Tuberculosis remains the world’s deadliest infectious disease, and efforts to build better vaccines and treatments are held back by gaps in our understanding of protective immunity. Simone A. Joosten and colleagues set out to learn which local immune responses in the lung are associated with better control of Mycobacterium tuberculosis (Mtb). When people or animals are infected with Mtb, the immune system forms granulomas — organized aggregates of immune cells that surround the bacteria in the lung. These granulomas are a key battleground where the host tries to contain or kill the bacteria. The composition and local cellular environment inside a granuloma can strongly influence whether the bacteria are controlled or whether disease progresses. To search for immune features that correlate with protection, the research team analyzed archived lung tissue taken from non-human primates that had been infected with low doses of Mtb and had developed a range of disease severities. The goal was to identify which cells and cell-to-cell interactions in granulomas are linked to milder lung disease.

To map the cellular makeup of granulomas and how cells interact, the researchers used imaging mass cytometry on archived lung tissue from low dose Mycobacterium tuberculosis-infected non-human primates that presented with various levels of disease. Imaging mass cytometry is a technology that lets scientists visualize many different immune cell types in tissue while retaining spatial relationships between cells. Using this approach, the investigators compared granulomas from animals with limited lung pathology to those from animals with more severe disease. They found a clear correlation between granuloma composition and the severity of lung pathology. Specifically, granulomas from animals with limited disease were enriched for NK cells and showed increased interactions between NK cells and tissue macrophages. These NK cell–macrophage interactions were observed much more frequently in the better-controlled infection, suggesting a link between these local cellular interactions and reduced tuberculosis pathology.

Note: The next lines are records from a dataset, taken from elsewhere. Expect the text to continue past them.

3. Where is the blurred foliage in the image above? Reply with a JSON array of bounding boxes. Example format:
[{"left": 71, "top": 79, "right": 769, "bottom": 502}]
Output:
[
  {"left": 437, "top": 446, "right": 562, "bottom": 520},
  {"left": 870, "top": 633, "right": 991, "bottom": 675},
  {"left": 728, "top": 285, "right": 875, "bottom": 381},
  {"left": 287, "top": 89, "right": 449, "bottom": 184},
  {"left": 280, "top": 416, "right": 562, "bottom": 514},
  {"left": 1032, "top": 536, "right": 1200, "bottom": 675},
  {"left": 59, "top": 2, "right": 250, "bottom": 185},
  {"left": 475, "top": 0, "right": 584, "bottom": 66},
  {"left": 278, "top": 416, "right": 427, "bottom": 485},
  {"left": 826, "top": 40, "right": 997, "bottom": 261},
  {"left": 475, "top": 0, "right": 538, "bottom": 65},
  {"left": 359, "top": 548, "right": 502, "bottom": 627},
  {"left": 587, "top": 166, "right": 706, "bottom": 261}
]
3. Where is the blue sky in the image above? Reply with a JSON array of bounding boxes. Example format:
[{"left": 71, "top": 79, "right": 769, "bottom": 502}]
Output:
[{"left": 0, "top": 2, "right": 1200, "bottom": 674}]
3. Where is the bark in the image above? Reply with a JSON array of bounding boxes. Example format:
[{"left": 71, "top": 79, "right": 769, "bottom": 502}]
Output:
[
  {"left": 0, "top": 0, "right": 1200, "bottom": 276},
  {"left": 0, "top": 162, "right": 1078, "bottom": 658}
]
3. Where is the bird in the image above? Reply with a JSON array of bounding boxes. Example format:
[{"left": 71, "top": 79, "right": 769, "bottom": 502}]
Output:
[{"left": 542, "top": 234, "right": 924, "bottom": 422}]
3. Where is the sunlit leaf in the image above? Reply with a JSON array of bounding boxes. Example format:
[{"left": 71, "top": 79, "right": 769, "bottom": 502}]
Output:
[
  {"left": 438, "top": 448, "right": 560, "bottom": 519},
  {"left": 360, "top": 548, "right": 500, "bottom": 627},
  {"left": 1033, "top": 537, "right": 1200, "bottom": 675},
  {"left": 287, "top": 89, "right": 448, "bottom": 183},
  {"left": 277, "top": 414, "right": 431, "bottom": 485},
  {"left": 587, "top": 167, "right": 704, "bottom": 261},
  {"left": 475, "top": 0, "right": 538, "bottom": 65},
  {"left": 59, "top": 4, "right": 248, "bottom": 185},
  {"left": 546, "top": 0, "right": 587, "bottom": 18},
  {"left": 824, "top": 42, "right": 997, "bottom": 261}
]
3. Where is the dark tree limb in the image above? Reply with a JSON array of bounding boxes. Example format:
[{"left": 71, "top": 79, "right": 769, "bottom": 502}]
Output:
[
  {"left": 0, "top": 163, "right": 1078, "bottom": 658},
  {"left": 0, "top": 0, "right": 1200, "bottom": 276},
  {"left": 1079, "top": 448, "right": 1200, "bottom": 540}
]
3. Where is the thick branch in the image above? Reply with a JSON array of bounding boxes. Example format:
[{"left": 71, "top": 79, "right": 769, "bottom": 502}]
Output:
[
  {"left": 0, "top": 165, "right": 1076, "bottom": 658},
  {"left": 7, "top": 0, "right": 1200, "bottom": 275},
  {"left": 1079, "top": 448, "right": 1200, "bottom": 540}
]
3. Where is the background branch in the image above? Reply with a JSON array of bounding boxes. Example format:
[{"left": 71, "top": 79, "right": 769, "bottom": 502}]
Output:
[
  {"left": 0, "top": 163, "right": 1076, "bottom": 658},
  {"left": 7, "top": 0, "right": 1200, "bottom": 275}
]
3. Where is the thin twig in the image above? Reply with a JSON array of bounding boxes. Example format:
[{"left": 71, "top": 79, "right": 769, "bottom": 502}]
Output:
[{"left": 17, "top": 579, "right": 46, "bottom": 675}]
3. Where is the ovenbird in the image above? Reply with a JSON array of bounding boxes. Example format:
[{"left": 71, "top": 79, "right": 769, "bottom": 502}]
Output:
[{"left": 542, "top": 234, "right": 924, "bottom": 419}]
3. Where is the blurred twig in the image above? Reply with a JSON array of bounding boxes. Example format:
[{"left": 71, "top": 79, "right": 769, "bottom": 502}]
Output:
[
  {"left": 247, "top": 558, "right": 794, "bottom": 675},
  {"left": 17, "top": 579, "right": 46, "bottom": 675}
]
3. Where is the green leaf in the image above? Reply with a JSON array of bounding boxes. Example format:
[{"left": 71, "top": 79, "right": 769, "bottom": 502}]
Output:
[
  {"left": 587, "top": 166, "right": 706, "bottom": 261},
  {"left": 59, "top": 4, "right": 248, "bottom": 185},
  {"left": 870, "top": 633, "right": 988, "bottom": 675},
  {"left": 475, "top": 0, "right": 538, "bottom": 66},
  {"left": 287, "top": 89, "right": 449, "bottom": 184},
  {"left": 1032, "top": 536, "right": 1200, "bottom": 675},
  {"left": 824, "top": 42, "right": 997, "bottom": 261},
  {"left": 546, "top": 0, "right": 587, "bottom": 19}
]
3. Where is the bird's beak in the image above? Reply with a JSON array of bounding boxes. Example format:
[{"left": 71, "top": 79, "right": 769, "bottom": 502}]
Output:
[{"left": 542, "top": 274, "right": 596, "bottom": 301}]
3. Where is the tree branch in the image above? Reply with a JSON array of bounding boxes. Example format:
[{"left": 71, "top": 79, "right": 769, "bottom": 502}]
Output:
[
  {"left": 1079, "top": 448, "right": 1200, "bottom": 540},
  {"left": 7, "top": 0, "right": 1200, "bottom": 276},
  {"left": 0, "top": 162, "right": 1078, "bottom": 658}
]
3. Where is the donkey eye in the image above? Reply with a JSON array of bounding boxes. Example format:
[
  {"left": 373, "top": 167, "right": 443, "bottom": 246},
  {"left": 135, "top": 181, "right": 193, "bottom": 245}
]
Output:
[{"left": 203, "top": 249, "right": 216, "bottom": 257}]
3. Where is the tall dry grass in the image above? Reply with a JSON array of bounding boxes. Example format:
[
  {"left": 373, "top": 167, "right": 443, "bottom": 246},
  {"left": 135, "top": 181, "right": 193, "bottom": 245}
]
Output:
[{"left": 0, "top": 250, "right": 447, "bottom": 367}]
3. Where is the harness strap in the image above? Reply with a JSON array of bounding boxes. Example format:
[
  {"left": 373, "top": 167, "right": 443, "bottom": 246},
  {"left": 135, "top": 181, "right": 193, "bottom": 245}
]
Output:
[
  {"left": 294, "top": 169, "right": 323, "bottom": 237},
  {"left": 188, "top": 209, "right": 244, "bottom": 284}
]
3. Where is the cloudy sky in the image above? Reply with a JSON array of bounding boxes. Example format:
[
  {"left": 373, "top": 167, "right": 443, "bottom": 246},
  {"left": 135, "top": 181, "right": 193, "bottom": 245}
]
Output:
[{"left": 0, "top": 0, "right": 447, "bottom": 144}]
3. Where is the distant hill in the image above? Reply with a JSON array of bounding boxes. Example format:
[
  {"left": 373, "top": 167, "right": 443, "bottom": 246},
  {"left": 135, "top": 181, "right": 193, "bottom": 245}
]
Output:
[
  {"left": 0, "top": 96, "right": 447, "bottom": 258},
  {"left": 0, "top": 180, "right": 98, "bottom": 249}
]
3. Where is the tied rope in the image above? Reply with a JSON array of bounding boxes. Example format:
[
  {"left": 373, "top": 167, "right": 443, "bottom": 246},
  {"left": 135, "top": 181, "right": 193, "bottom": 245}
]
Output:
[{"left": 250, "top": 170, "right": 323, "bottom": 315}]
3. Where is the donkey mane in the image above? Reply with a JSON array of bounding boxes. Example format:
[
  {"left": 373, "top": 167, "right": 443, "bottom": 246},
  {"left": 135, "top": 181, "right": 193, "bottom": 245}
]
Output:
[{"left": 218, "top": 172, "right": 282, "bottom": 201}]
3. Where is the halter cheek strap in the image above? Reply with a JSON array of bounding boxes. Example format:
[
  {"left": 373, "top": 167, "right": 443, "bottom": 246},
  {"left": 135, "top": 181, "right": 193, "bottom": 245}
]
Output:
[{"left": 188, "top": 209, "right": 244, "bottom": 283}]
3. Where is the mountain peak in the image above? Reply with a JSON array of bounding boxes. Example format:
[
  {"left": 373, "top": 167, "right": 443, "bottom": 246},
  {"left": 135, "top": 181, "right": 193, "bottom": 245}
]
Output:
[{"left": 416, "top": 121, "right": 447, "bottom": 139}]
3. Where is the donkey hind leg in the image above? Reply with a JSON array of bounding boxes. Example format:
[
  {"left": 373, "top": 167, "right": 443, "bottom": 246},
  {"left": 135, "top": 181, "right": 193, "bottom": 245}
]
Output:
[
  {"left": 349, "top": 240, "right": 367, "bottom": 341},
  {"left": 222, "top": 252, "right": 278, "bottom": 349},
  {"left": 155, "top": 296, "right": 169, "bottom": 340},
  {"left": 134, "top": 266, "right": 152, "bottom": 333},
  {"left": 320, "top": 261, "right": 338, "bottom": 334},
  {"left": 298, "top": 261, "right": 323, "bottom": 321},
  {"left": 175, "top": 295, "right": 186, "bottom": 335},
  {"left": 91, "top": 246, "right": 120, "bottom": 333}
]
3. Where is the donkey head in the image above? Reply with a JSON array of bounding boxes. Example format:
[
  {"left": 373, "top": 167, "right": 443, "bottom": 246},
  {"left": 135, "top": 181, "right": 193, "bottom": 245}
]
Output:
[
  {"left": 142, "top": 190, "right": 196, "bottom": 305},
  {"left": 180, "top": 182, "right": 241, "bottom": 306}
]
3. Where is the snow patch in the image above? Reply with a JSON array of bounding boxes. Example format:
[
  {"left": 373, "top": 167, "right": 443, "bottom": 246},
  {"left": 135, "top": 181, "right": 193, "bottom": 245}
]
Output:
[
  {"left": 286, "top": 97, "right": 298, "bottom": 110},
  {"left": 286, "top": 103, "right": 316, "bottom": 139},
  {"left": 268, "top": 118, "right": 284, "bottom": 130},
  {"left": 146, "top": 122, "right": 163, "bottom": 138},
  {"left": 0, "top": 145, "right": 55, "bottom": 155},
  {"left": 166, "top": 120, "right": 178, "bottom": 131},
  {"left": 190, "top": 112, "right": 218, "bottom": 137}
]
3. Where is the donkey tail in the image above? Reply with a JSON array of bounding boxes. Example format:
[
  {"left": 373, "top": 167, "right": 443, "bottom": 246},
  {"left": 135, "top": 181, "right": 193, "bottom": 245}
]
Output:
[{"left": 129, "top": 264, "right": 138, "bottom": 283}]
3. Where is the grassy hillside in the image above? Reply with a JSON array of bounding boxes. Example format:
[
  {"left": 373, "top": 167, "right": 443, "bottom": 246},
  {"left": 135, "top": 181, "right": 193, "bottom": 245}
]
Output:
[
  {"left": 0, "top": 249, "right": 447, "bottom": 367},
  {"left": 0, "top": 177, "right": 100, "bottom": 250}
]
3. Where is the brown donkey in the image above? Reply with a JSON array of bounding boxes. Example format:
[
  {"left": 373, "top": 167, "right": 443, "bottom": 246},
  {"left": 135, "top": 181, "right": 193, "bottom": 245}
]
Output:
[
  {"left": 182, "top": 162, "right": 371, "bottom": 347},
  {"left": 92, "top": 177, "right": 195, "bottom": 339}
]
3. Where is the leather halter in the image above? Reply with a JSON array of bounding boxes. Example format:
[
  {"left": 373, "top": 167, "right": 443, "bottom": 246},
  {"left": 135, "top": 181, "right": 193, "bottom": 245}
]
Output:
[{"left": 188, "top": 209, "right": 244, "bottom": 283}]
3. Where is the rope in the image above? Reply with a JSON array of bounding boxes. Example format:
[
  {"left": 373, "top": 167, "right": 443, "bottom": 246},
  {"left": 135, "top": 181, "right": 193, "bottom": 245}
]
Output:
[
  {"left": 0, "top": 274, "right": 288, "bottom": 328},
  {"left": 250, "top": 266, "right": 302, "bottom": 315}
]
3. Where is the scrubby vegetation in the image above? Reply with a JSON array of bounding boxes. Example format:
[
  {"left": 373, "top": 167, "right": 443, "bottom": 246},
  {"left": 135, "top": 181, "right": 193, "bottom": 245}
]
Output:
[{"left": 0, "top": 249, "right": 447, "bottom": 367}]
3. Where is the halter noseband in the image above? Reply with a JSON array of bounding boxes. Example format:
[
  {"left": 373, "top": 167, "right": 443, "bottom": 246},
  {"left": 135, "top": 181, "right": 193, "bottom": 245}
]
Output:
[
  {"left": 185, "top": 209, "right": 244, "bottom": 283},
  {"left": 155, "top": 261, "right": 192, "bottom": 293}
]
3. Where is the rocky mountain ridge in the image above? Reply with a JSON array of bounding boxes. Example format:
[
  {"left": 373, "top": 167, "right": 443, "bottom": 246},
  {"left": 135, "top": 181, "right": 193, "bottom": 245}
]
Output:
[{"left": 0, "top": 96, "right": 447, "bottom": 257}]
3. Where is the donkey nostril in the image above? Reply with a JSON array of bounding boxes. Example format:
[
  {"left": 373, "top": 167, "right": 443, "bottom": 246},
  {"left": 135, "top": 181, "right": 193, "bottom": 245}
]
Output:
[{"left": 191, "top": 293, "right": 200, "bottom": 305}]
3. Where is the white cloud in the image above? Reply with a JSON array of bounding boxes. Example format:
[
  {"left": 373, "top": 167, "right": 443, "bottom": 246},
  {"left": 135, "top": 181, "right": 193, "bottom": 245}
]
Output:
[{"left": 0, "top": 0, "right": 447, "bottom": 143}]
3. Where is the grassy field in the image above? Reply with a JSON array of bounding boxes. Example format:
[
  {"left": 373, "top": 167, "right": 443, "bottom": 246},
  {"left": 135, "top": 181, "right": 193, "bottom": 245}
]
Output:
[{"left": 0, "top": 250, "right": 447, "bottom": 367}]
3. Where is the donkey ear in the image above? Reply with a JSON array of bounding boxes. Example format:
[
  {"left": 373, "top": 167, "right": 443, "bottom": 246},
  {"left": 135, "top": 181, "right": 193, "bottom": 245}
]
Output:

The findings add a new layer to our understanding of how local immune interactions in the lung relate to control of tuberculosis. By pointing to NK cells and their interactions with macrophages inside granulomas as features of limited disease, the study provides specific cellular behaviors that might be considered when designing vaccines or host-directed therapies. The work also illustrates the value of studying tissue-level responses rather than only measuring immune cells in blood, because the granuloma environment appears to be a critical determinant of outcome. While further research will be needed to test whether enhancing NK cell–macrophage interactions can directly improve control of Mycobacterium tuberculosis, this study offers a concrete clue about what a protective local immune response might look like. That clue can help guide more focused experiments and, in time, inform strategies to develop improved vaccines and treatments for tuberculosis.